2.2 De manière moins dramatique, mais tout de même un peu inquiétante je crois. Les tensions qui traverses notre société aujourd'hui en France, témoignent également d'une grande violence sous-jacente. Les rapports sociaux se font de plus en plus tendus à force que les pauvres soient plus nombreux et plus pauvres ; et que les riches soient moins nombreux et plus riches. Entre ces deux pôles, l'ensemble de la classe moyenne est balotée, secouée, souvent mise en difficulté. Ces tensions économiques qui ne vont pas aller en s'arrangeant soumettent notre vivre ensemble à des chocs, des oppositions, des divisions.

Là aussi dans notre pays la paix n'est plus autant une évidence qu'il y a quelques années. Elle semble fragile et toujours à retisser. Ici aussi il y a urgence à parler de paix, à tisser la paix, à la tenir et à l'entretenir. Urgence aussi à remettre les inquiétudes de notre pays entre les mains de l’Éternel.

2.3 Enfin de manière moins dramatique, encore, le débat synodal sur la bénédiction ébranle l’unité de nos communautés, de notre église. Faisant apparaître des crispations, des tensions, parfois des jugements. Ici à Béziers, ce jeudi en conseil presbytéral nous avons évoqué cette question, trouvant je crois un consensus pour vivre ensemble une pratique d'église face à cette question.

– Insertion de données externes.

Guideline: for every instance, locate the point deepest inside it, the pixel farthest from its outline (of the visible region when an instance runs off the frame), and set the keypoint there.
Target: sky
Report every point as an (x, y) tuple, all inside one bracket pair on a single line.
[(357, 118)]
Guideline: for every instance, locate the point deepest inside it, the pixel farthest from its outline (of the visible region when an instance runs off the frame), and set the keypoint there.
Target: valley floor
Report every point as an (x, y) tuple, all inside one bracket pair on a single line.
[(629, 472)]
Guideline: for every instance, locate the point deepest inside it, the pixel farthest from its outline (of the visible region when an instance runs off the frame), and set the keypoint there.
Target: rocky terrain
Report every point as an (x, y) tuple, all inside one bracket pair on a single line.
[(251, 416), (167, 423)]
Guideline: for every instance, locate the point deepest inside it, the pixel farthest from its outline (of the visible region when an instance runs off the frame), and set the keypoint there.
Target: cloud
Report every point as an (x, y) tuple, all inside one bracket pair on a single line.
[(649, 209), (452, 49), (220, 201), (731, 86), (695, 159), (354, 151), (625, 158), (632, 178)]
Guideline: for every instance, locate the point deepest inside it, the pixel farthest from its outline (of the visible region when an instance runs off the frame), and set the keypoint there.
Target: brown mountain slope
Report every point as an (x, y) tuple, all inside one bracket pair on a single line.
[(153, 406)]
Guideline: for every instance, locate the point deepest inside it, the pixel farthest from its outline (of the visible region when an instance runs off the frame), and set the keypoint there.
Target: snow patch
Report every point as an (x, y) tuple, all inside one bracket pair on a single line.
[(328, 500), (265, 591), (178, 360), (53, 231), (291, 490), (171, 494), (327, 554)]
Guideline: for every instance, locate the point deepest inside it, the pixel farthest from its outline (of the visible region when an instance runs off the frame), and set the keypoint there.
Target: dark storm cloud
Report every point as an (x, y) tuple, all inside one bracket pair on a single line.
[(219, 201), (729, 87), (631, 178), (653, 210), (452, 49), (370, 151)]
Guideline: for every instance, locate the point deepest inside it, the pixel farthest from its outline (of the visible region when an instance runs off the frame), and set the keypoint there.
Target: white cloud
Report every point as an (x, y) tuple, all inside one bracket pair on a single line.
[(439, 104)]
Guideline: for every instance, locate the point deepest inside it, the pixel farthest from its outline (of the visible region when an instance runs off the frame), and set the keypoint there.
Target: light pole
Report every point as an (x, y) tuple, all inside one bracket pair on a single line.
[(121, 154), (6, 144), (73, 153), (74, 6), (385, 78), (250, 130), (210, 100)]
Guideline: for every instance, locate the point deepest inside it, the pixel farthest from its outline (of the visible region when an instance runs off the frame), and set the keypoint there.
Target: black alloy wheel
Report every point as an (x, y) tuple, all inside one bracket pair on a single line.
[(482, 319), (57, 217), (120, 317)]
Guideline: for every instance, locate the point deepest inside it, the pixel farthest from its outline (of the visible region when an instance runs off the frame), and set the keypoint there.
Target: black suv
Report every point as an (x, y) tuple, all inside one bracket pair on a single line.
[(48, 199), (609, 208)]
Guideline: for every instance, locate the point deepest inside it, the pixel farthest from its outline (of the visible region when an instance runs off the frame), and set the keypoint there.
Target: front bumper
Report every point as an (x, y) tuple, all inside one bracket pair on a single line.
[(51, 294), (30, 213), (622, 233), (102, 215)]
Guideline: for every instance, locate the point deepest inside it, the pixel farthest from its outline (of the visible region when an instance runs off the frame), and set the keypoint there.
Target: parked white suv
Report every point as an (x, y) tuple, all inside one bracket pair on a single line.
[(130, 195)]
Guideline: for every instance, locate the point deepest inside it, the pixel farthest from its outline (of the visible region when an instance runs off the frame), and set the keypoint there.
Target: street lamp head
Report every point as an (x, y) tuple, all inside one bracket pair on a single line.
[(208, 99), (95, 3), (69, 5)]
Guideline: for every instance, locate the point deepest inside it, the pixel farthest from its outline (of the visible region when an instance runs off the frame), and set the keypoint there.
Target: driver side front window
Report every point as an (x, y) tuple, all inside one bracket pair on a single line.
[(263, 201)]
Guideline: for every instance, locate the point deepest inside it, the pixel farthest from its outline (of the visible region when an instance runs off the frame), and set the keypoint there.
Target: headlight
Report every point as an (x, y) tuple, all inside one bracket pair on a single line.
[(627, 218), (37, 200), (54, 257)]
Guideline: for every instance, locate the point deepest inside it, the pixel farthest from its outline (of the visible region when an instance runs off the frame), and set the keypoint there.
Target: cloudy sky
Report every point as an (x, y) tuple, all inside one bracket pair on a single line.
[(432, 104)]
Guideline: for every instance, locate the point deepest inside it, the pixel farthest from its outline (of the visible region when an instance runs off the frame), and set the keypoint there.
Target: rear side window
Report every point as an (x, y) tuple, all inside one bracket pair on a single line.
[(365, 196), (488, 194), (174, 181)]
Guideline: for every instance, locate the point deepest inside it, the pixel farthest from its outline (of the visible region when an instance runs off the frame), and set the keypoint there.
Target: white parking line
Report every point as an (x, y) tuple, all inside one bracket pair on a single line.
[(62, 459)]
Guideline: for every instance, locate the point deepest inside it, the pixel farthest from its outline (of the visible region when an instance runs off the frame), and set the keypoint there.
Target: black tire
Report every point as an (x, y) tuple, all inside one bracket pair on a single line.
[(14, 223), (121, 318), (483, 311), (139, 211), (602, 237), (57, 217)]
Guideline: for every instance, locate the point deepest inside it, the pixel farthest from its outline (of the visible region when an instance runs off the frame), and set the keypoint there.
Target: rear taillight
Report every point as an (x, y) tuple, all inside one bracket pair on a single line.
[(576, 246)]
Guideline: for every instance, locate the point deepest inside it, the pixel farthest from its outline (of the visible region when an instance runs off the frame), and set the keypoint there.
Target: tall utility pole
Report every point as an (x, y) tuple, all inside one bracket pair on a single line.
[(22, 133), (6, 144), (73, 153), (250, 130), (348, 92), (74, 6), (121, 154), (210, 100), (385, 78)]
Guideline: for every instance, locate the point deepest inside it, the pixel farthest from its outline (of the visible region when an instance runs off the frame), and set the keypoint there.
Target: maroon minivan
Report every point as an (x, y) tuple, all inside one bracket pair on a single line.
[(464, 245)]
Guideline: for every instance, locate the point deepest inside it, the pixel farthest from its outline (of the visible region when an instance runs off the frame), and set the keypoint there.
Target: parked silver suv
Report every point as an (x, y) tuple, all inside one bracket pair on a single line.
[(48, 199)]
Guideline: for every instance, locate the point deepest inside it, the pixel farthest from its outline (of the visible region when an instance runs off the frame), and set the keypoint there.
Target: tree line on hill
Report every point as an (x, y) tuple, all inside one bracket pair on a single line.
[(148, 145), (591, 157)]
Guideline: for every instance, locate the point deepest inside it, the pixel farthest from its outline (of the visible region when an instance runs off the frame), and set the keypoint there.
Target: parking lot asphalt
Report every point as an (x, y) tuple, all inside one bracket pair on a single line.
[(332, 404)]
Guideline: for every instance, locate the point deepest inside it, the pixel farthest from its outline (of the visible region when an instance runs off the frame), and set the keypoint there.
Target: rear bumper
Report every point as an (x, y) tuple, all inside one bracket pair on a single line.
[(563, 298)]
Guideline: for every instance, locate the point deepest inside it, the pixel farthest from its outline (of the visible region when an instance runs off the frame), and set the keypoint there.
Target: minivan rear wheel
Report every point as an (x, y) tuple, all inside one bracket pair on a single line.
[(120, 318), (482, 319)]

Le travail du synode régional aura lieu en novembre, puis celui du synode national au printemps, mais là aussi je crois qu'il faut tenir à la paix. Là aussi, même dans le travail de notre église les inquiétudes peuvent être remises entre les mains du père pour maintenir la paix dans le vivre ensemble.

Je concluerai avec ce texte anonyme, trouvé au Rwanda lors d’autres conflits :
Si la pierre disait : «Ce n’est pas une pierre qui peut monter un mur»,
Il n’y aurait pas de maison.
Si la goutte d’eau disait : «Ce n’est pas une goutte d’eau qui peut faire une rivière», Il n’y aurait pas d’océan.
Si le grain de blé disait : «Ce n’est pas un grain de blé qui peut ensemencer un champ», Il n’y aurait pas de moisson.
Si l’homme disait : «Ce n’est pas un geste d’amour qui peut sauver l’humanité»,
Il n’y aurait jamais d’amitié et de paix sur la terre des hommes.
Comme la maison a besoin de chaque pierre,
Comme l’océan a besoin de chaque goutte d’eau,
Comme la moisson a besoin de chaque grain de blé,
La paix a besoin de toi, unique, et irremplaçable.»

La paix à besoin de toi, c'est vrai pour le monde, pour notre pays, dans notre église. La paix à besoin de toi, pour poser les gestes d'amour, que tous attendent, pour nourrir notre espérance et celle de nos contemporains : 
 
Ne vous inquiétez de rien ; mais, en tout, par la prière et la supplication, avec des actions de grâces, faites connaître à Dieu vos demandes. Et la paix de Dieu, qui surpasse toute pensée, gardera votre cœur et votre intelligence en Jésus-Christ. 
 
A Lui seul soit la gloire. Amen.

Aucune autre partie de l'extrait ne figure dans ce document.